Problem
For some time, I've been facing this issue on my Jupyter Notebook files.
Import "torch" could not be resolved Pylance(reportMissingImports)
This error was frustrating for the following reasons.
- The error appears on some Jupyter Notebooks but sometimes it doesn't.
- Packages like Django didn't have such errors. But when I used torch, this error frequently arose.
- This means I don't get any suggestion right next to
nn.
on vscode. Missing autocomplete feature while scripting in torch was a nusiance.
So I double-checked my VSCode and Python environment.
- torch library was properly installed as expected.
- I already selected proper python interpreter for that jupyter kernal.
Diagnosis
To begin with, I had to understand what Pylance was. Pylance is useful extension in VSCode.
- Pylance helps autocompletion when working in Python.
- You can check what is under the hood for the imported library while pressing CMD key.
- It is faster than Jedi and is compatible for Jupyter Notebook.

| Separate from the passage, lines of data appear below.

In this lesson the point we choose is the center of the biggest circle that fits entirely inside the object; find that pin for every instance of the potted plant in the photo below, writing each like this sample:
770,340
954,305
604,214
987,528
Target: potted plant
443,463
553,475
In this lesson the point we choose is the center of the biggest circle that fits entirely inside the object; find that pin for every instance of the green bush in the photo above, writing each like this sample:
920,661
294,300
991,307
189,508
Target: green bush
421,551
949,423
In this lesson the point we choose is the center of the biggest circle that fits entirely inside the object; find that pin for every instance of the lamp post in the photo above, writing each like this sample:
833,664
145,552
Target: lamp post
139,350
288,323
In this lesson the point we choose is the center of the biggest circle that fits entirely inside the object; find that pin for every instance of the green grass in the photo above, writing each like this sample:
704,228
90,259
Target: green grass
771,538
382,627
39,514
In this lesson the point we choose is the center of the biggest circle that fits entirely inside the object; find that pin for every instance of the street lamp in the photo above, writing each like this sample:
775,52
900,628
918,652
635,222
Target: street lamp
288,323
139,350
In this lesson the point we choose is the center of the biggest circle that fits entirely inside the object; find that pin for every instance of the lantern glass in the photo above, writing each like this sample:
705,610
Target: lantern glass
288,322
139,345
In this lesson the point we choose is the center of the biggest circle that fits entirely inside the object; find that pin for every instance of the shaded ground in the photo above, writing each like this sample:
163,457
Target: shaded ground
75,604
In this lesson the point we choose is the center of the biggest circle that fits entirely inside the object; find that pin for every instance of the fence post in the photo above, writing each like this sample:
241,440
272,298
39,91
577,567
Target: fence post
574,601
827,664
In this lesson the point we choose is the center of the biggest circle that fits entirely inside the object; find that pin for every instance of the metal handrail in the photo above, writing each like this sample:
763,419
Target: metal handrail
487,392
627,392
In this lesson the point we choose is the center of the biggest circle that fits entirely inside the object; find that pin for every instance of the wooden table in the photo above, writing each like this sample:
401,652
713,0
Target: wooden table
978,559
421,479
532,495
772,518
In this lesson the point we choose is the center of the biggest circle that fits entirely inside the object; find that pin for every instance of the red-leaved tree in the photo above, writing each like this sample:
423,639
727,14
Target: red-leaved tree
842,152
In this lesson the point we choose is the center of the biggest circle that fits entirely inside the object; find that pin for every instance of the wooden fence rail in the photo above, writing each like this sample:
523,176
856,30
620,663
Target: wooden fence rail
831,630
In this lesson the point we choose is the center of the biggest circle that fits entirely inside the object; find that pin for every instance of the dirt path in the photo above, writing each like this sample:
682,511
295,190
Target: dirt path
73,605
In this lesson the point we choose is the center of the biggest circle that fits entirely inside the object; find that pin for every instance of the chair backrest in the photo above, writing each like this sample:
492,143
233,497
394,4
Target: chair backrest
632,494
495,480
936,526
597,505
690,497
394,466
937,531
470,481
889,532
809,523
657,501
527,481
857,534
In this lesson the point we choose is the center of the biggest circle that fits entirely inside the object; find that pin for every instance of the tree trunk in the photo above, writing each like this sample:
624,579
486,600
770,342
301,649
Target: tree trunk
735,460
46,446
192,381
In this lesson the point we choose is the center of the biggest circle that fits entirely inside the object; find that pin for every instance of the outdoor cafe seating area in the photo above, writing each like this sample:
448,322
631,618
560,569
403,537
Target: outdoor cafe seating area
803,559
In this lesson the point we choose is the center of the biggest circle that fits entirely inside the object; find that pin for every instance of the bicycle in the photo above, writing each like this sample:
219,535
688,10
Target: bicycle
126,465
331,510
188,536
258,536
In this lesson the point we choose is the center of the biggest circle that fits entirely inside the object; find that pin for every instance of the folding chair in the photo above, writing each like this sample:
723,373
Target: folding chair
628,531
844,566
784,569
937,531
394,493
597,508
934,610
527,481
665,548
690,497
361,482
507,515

I suspected that my Python version management environment pyenv could be the source of the problem.
- I didn't install torch library for my local Python 3.8.3.
- I previously installed Django library on my local Python 3.8.3. This explains why Pylance was able to detect Django classes but not Pytorch classes.
- I used pyenv to separate virtual environments on my laptop. My pyenv virtual environment did have torch library.
Conclusion
I realized that Pylance was connected to my local Python 3.8.3, not to my virtual environment.
Thus I added .vscode/config.json
file to my working directory. This file will inform my Pylance library to look for which Python to connect to.
I added path of my pyenv virutalenvironment to .vscode/config.json
.
{
"python.analysis.extraPaths": [
"/Users/noopy/.pyenv/versions/3.8.3/envs/aitech/lib/python3.8"
]
}
Now it works!
FYI, If you don't want to go through such procedures, you can just install torch library for your local python environment. Then Pylance will be able to detect based on that package you installed on the local python. However, I didn't want to install any packages on my local python environment being afraid of version collision between NLP and Computer Vision projects. Thus I chose the method above instead.